Published on 14th October 1926, the book "Winnie-the-Pooh" is the first in a series of books about Winnie the Pooh and friends. In creating these volumes, Milne adapted stories he had originally published in Punch, St. Nicholas Magazine, Vanity Fair and other periodicals.
The first chapter, for instance, was adapted from "The Wrong Sort of Bees", a story published in the London Evening News in its issue for Christmas Eve 1925. The chapters in the book can be read independently of each other, as they are episodic in nature and plots do not carry over from one chapter to the next.
Winnie-the-Pooh was shortly followed by The House at Pooh Corner, also by Milne.
Throughout the 20th Century, and beyond, the characters became firm favourites to successive generations of children, not the least of which is the simple game of Pooh Sticks, where races between twigs in streams, usually under bridges, are held.

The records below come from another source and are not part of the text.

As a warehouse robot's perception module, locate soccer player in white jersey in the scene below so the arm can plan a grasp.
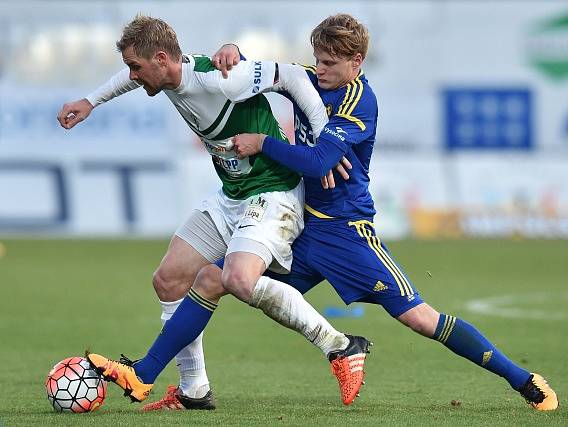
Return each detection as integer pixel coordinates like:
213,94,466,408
58,15,369,409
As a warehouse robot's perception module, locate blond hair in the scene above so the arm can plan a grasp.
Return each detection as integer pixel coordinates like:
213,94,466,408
116,14,181,60
310,13,369,59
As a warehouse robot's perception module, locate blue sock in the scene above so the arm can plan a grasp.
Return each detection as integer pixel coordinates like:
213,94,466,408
432,313,530,390
134,289,217,384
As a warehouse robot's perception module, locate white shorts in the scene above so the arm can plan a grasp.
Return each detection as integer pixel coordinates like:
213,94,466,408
176,181,304,273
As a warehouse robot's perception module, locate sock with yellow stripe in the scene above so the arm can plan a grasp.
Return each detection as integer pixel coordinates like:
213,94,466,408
134,289,217,384
432,313,530,390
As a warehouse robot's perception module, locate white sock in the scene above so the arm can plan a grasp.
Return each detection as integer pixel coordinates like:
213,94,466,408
249,276,349,356
160,299,209,398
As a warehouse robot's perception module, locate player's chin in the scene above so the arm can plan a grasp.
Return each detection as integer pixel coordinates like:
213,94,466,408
318,80,332,89
144,86,160,96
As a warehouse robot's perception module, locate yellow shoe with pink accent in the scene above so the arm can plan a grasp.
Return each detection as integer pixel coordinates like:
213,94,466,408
328,335,373,405
86,353,154,402
519,374,558,411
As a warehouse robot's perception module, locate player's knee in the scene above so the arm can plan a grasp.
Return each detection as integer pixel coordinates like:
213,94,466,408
152,267,183,301
221,268,255,302
192,265,227,301
398,306,439,338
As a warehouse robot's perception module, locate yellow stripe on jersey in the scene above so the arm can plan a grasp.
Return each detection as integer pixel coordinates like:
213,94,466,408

Strangely, Winnie himself has become a symbol of resistance against the Communist Party in China – where the any image of the character is banned!
Return to the Hundred Acre Wood, by David Benedictus was the first official post-Milne Pooh book written with the full backing of A. A. Milne's estate, which took the trustees ten years to agree to. Families!
In this book, Pooh returned with his friends Tigger, Piglet and Eeyore as well as a new companion Lottie the Otter. The illustrations are by Mark Burgess, who had also worked on reviving the Paddington Bear stories.